Please create an account to participate in the Slashdot moderation system

 



Forgot your password?
typodupeerror
×
Programming

GitHub Claims Source Code Search Engine Is a Game Changer (theregister.com) 39

Thomas Claburn writes via The Register: GitHub has a lot of code to search -- more than 200 million repositories -- and says last November's beta version of a search engine optimized for source code that has caused a "flurry of innovation." GitHub engineer Timothy Clem explained that the company has had problems getting existing technology to work well. "The truth is from Solr to Elasticsearch, we haven't had a lot of luck using general text search products to power code search," he said in a GitHub Universe video presentation. "The user experience is poor. It's very, very expensive to host and it's slow to index." In a blog post on Monday, Clem delved into the technology used to scour just a quarter of those repos, a code search engine built in Rust called Blackbird.

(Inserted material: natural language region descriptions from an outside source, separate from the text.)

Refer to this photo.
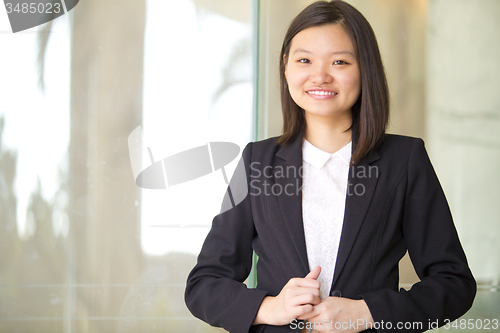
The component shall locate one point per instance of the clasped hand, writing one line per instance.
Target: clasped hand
(299, 299)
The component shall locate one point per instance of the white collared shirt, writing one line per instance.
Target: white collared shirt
(323, 203)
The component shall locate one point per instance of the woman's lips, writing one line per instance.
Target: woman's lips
(321, 93)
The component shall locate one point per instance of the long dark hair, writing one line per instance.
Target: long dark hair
(370, 113)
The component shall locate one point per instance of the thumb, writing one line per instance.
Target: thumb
(314, 273)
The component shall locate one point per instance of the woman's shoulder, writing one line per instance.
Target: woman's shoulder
(398, 142)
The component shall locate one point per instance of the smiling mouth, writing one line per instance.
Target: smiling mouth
(321, 93)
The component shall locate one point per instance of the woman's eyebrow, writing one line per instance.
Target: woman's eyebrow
(332, 53)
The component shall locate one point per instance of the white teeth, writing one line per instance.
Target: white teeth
(320, 92)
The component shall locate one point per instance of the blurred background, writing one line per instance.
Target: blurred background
(84, 249)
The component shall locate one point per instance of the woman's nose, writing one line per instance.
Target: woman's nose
(321, 75)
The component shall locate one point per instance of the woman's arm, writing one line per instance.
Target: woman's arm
(447, 288)
(215, 291)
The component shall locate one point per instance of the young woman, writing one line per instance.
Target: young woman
(333, 204)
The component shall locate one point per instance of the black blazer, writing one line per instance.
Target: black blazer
(394, 203)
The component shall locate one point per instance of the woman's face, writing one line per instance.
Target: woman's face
(322, 72)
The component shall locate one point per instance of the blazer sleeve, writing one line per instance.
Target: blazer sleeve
(215, 292)
(447, 288)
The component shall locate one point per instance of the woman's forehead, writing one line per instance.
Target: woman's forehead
(324, 39)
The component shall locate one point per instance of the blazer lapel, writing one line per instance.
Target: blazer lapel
(291, 202)
(362, 180)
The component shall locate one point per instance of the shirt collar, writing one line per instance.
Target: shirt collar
(318, 158)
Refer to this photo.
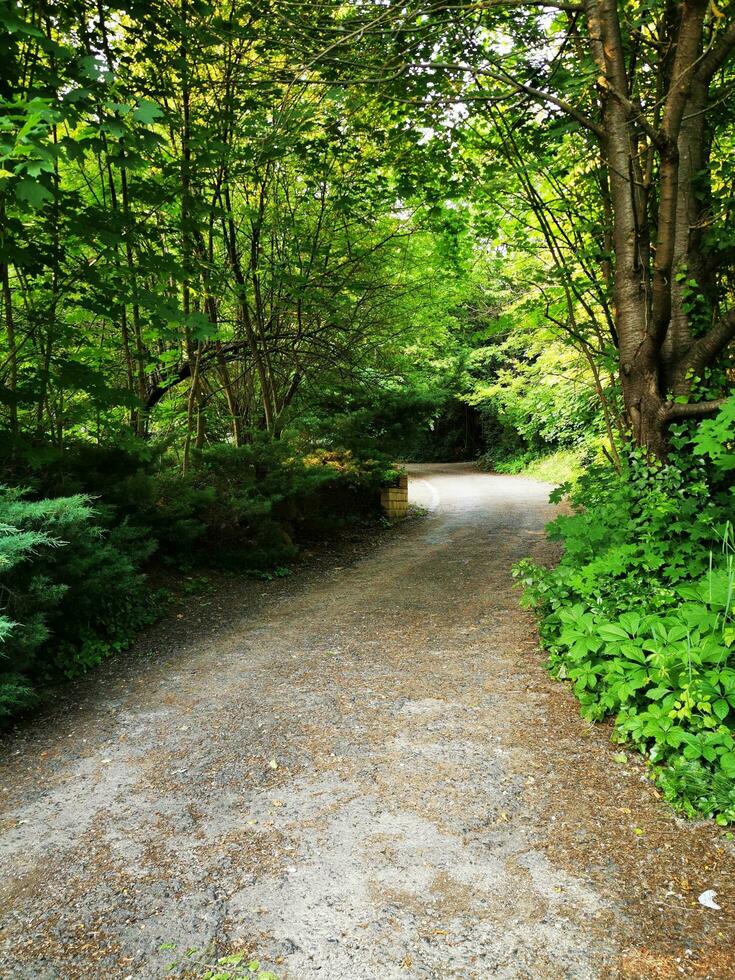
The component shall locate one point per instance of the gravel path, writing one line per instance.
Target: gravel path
(364, 774)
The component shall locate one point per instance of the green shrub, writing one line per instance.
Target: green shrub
(638, 618)
(70, 592)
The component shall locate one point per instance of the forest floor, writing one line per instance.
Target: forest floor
(360, 772)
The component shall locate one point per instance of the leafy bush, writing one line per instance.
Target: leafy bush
(70, 592)
(638, 617)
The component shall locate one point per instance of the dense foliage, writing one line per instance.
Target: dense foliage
(252, 253)
(638, 614)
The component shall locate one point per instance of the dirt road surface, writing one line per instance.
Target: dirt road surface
(363, 774)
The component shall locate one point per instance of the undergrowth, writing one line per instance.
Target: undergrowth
(77, 539)
(638, 614)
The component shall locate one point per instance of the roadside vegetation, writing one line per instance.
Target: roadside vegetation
(254, 255)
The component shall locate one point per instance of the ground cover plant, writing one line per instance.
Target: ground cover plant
(638, 614)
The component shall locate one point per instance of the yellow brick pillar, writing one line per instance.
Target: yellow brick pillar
(394, 500)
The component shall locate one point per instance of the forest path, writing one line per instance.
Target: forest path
(368, 776)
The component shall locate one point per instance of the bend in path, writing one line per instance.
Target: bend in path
(372, 777)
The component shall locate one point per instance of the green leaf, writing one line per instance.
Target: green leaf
(721, 708)
(32, 192)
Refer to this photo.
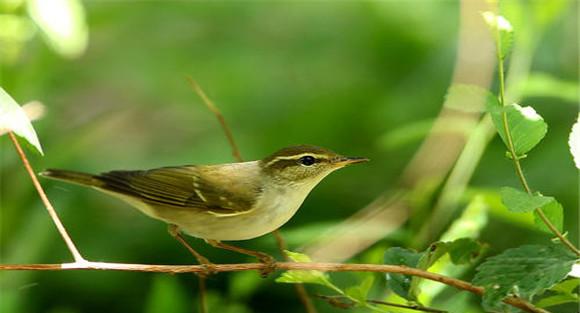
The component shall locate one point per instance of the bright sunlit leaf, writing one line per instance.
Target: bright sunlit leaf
(501, 27)
(14, 119)
(527, 128)
(523, 271)
(574, 142)
(63, 24)
(521, 202)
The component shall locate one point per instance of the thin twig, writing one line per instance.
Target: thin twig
(345, 305)
(300, 290)
(195, 86)
(410, 307)
(512, 151)
(326, 267)
(51, 211)
(202, 292)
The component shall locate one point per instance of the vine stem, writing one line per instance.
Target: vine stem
(300, 289)
(326, 267)
(512, 151)
(51, 211)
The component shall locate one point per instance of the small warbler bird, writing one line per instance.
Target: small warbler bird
(235, 201)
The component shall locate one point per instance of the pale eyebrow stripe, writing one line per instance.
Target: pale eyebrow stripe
(296, 157)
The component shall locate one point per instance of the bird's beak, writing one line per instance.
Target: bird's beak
(344, 161)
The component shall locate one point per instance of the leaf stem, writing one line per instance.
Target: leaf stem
(300, 289)
(327, 267)
(51, 211)
(511, 148)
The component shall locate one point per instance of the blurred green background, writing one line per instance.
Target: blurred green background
(343, 75)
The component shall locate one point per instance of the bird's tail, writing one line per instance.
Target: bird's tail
(78, 178)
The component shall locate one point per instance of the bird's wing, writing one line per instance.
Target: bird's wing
(202, 188)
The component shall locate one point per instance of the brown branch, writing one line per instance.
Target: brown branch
(51, 211)
(325, 267)
(300, 290)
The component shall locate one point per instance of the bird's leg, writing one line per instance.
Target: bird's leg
(203, 261)
(265, 258)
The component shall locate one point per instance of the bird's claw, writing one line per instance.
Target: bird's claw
(269, 264)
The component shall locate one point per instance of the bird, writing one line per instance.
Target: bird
(220, 202)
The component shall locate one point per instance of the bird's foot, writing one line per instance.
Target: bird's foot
(270, 264)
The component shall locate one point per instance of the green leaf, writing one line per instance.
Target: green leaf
(63, 24)
(303, 277)
(557, 300)
(464, 251)
(400, 283)
(523, 272)
(461, 251)
(574, 142)
(519, 201)
(555, 214)
(527, 128)
(360, 292)
(500, 26)
(14, 119)
(566, 286)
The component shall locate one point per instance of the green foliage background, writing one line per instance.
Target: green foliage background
(336, 74)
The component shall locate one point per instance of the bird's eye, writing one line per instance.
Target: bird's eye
(307, 160)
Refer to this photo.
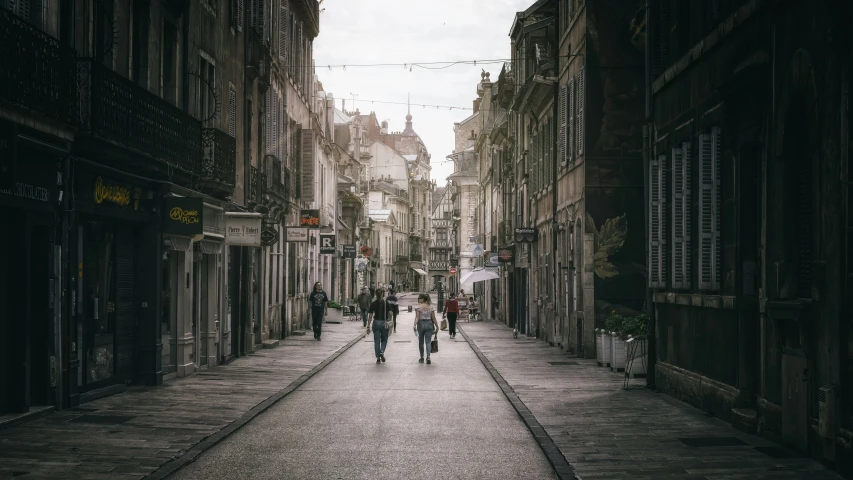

Blackbird currently provides access to almost 45 million GitHub repositories, which together amount to 115TB of code and 15.5 billion documents. Shifting through that many lines of code requires something stronger than grep, a common command line tool on Unix-like systems for searching through text data. Using ripgrep on an 8-core Intel CPU to run an exhaustive regular expression query on a 13GB file in memory, Clem explained, takes about 2.769 seconds, or 0.6GB/sec/core. [...] At 0.01 queries per second, grep was not an option. So GitHub front-loaded much of the work into precomputed search indices. These are essentially maps of key-value pairs. This approach makes it less computationally demanding to search for document characteristics like the programming language or word sequences by using a numeric key rather than a text string. Even so, these indices are too large to fit in memory, so GitHub built iterators for each index it needed to access. According to Clem, these lazily return sorted document IDs that represent the rank of the associated document and meet the query criteria.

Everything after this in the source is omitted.